April 5th the bill on the Territorial Waters was passed in Parliament. It expressed the official policy and laid the necessary legal foundations for the future preservation of the fish stocks.
The mutual Territorial Waters Agreement in Icelandic Waters between Denmark and Britain was denounced with a two years’ notice.
April 22nd special regulations for the territorial waters off the north coast were issued.
October 20th the new coast guard vessel, “Thor”, harboured in Reykjavik. December 18th the International Tribunal in The Hague confirmed the right of the Norwegians to extend their fishing limits to 4 nautical miles. This result strengthened the position of the Icelanders.

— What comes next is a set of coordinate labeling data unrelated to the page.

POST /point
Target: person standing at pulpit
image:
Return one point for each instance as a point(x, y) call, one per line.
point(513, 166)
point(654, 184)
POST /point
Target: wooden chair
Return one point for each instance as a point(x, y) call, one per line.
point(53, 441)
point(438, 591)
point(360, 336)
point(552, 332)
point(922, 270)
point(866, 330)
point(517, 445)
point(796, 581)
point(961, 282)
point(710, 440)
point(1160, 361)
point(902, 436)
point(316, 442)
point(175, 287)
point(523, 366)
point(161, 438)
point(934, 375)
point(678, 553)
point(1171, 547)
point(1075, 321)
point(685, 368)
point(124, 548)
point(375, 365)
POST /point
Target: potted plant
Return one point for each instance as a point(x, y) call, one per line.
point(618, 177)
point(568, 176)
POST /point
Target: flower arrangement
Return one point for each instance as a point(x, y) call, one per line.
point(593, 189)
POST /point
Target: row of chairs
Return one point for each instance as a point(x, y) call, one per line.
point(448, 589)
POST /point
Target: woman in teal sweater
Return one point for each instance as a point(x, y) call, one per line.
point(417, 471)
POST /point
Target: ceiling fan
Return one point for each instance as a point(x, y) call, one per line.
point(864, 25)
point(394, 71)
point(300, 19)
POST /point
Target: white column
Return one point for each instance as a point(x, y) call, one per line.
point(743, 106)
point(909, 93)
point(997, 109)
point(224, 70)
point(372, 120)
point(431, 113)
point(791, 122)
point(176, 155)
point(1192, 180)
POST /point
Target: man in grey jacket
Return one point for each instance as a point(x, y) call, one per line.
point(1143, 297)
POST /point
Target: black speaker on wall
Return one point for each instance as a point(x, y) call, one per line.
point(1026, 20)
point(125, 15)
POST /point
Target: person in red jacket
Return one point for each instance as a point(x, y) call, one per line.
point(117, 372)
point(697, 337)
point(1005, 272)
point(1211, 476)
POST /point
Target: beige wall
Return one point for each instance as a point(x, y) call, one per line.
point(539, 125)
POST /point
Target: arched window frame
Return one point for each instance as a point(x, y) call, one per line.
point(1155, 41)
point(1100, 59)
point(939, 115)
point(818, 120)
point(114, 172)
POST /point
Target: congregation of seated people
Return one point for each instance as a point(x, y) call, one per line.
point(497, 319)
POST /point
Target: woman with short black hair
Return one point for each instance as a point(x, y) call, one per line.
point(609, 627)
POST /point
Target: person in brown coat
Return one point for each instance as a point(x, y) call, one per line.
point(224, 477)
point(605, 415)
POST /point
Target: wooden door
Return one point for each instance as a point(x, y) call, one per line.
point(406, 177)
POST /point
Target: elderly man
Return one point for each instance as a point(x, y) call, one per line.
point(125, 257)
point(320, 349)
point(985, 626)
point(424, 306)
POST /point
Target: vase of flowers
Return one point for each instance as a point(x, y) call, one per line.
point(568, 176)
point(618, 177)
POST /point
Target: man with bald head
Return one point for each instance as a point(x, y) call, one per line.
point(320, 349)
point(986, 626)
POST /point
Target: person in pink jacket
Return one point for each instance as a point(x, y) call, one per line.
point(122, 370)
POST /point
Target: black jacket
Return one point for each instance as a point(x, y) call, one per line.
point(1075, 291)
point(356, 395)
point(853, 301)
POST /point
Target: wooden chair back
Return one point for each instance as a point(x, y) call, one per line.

March 19th the Minister of Employment, Olafur Thors, issued a regulation on the protection of the fishing grounds around the country according to the Law on Territorial Waters from 1948. Trawling was strictly forbidden within the 4 miles’ limit. May 15th the abovementioned regulation took effect and the British, French, Dutch and Belgian governments protested. The landing of Icelandic fish and fish products was prohibited in Britain.
October 14th the first Icelandic trawler, Ingolfur Arnarson, was unloaded in Grimsby. The buyer, Mr Dawson, encountered abrupt reactions from the ship owners, but continued to receive three other loads. December 31st Iceland signed a favourable contract for the sale of fish products with the USSR.
August 20th the United Nations put forward a proposition for an international conference in 1958 on the rights of individual nations to manage their territorial waters. This proposition could be construed to presignify a 12 miles’ fishing limit. November 15th the four years long dispute between Britain and Iceland was solved and Icelandic trawlers started unloading in Britain again.